Però si può vivere… se vedete quando scrivo non vedete queste terribili conseguenze sul mio stile di vita. In parte perché la rete non vale per questo, ma anche perchè tutto sommato se uno già soffre per qualunque motivo, che senso ha poi fare pure la vittima? Che senso ha “sentirsi” sfortunato? A prescindere da se esiste la fortuna o la sfortuna, il fatto di “sentirsi” anche sfortunato è solo extra che si può evitare. E io lo evito, non per la rete, ma perché in generale non vale la pena. Preferisco sempre e comunque selezionare e apprezzare i miei sforzi e le mie fatiche verso la crescita mia e degli altri. Certo alla settima operazione e anche perchè qualcuno ha osato dirmi che sono un “allwin” uno che vince sempre etc… ho deciso comunicare qual’è il prezzo del mio sorriso, della mia filosofia, del mio pensiero pragmatico-positivo.
E tutto sommato vale sempre e comunque sorridere, senza dimenticarsi di incazzarsi per le ingiustizie e di lottare per il proprio bene e per il bene comune (che solo un demente ormai ancora pensa che non coincidano), e ricordarsi che se succede a noi magari succede anche agli altri e per questo motivo in generale smetterla di provare invidia o di sentirsi vittime perchè in questo modo diventiamo noi stessi ostacoli per gli altri.

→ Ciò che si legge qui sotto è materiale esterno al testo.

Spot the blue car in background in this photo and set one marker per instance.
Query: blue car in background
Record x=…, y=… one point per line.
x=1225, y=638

Per cui il sorriso ha un prezzo, ma non sono io che lo so. Lo sappiamo in molti, forse tutti, anche, e questo ve lo dico per esperienza, tutti quelli che non lo dimostrano perché spesso semplicemente sono più resilienti.
Il prossimo “Tac!” sarà come gli altri, ma d’ora in avanti non lo nasconderò più. Il mio dolore non è sbattuto in faccia, ma esiste ed è ora che chi vede come lo affronto positivamente sappia che non è fortuna, ma precisa, potente e incisiva voglia di vivere e volontà di non soffrire. A quel paese il prezzo, se questa è la mia vita abbraccio il mio destino e lo amo come amo me stesso, perché fin quando soffro sono anche vivo.